Roosevelt understood the benefits of hunting suppressed. He had two Maxims on his packing list for his famous African safari. One was fitted for a Springfield Model 1903 bolt-action rifle in .30-06 and another for a Winchester Model 1895 in .405 Winchester, the rifle and cartridge combo Roosevelt called his “Big Medicine.”
It was likely the first time any sound-suppressed firearms were used in Africa or on any multi-week hunting trip.

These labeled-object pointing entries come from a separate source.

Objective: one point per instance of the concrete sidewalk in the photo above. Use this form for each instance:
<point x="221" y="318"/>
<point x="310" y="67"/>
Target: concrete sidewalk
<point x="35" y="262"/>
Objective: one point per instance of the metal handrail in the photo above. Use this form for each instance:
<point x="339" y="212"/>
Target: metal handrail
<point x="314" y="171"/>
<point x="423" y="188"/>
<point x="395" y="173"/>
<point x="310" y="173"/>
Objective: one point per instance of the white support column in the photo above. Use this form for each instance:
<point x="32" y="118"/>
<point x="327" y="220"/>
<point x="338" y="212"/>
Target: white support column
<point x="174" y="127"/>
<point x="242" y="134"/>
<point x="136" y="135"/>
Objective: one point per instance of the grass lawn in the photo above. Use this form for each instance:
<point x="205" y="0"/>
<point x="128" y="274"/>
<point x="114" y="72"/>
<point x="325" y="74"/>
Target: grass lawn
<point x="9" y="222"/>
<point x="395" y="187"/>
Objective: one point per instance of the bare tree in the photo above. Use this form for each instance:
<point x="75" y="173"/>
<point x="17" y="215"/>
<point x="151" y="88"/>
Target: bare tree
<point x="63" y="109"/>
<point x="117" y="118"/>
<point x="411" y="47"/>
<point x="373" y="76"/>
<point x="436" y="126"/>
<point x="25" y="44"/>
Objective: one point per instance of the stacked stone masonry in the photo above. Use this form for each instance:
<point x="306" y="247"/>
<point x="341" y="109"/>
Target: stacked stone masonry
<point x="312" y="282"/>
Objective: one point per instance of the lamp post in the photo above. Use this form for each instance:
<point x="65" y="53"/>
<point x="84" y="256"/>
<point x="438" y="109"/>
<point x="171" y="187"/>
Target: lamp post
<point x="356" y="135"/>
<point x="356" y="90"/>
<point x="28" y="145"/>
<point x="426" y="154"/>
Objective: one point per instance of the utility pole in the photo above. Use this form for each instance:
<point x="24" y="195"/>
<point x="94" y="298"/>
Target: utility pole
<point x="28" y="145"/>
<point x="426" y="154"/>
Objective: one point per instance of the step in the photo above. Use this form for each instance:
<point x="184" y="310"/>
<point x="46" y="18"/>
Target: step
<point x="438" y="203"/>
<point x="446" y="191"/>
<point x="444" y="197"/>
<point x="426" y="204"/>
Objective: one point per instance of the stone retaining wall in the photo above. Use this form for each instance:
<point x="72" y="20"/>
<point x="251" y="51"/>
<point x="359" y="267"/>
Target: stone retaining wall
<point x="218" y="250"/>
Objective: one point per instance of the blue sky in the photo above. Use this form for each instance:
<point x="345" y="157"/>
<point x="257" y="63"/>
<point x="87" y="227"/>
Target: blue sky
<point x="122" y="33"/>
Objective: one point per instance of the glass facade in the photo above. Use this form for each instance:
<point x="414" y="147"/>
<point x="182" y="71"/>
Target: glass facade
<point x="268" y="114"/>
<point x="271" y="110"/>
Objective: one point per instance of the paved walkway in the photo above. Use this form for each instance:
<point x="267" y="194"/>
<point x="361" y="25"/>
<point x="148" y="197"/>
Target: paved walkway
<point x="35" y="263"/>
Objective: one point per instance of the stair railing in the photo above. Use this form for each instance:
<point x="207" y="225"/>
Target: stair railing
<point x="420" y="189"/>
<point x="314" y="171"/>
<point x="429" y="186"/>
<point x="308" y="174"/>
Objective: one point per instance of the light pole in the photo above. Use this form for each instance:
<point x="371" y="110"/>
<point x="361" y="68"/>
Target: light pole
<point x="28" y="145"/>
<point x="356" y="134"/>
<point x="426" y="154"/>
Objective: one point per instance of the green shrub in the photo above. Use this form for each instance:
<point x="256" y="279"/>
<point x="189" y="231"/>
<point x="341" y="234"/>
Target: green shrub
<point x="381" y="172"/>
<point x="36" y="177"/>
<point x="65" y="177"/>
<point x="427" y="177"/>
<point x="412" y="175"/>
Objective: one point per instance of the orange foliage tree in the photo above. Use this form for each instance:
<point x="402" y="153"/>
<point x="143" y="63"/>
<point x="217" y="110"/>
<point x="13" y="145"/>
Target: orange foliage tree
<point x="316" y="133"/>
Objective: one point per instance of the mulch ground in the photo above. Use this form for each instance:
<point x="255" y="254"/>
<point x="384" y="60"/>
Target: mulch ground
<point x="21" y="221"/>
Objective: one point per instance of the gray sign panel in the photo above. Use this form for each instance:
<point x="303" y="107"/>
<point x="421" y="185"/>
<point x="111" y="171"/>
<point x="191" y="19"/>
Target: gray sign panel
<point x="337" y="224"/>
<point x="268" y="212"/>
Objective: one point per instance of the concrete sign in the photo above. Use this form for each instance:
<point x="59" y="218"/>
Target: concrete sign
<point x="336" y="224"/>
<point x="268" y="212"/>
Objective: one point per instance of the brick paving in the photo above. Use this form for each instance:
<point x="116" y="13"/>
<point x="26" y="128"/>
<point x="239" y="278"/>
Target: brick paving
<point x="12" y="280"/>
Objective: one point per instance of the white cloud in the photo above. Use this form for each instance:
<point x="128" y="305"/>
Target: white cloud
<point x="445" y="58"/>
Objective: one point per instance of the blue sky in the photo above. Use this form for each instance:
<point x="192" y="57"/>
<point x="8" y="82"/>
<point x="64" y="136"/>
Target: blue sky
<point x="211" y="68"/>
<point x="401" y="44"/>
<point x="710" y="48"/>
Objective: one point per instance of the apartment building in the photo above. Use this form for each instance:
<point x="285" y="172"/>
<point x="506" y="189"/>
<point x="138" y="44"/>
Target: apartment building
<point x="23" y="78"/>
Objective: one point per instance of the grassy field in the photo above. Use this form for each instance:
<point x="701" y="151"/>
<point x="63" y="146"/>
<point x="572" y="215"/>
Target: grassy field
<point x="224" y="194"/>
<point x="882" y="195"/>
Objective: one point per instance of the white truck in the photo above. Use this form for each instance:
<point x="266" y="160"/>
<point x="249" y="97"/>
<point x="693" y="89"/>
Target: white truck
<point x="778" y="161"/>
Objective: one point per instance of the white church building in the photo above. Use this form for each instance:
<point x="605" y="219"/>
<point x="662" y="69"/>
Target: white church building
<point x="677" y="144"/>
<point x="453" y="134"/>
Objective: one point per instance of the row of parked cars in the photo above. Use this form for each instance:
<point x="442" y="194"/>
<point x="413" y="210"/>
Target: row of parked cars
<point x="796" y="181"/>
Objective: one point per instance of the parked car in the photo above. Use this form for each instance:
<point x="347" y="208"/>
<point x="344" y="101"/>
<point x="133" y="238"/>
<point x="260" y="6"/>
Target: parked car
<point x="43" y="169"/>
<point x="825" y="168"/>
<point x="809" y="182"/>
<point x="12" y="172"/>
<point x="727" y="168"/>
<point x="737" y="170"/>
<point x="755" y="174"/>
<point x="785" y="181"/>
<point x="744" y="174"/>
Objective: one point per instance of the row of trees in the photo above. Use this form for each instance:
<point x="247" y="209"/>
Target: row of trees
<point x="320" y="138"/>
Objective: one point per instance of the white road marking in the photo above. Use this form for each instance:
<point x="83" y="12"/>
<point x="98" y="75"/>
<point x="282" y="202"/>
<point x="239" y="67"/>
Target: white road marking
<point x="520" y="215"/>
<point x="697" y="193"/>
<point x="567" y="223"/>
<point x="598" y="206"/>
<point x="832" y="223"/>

The Maxim Silencer for the M1903 retailed for $8.50 at the time, which is around $250 in 2021 dollars. The Silencer for the .405 was probably specially made for the president, as that caliber was not listed as an option in the Maxim catalog at that time.
Roosevelt killed hundreds of big game animals on the safari, including 20 zebras, 13 rhinos, nine lions, eight elephants, and seven hippos. That’s a lot of shooting. His .405 Winchester loads were topped with a 300-grain bullet fired with a sizzling muzzle velocity of 2,230 fps; hence the nickname TR bestowed upon it.
After his death in 1919, Roosevelt’s family kept some guns from his collection and sold others. The ones the family kept ended up part of the museum collection at Sagamore Hill when it became a National Historic Site administered by the National Park Service. (A fitting home as TR reportedly most liked the suppressors for shooting at home without disturbing his Long Island neighbors.) Among the guns in the museum is his threaded Winchester Model 1894, complete with its Maxim Silencer.
Like so many of his wildlife conservation policies, TRs gun collection was well ahead of his time.
Don says
I did not appreciate seeing a photoshopped picture of TR with a “modern” firearm. I actually find it offensive that we have enough people trying to rewrite the facts of history and we don’t need pictures photoshopped to change the facts either.
G swag says
Let me get you a tissue
Joe says
Get a tampon the guy has a point. TR was a great president not like president Brandon.
Tony Pic says
Thanks for that. ANYTHING Teddy Roosevelt is cool. EVEN a photo shopped pic of him holding a black rifle(F in cry babies).
Y’all know as well as I do. If black rifles were available for Teddy he would have owned many. I wonder if he got a discount on his Tax stamps?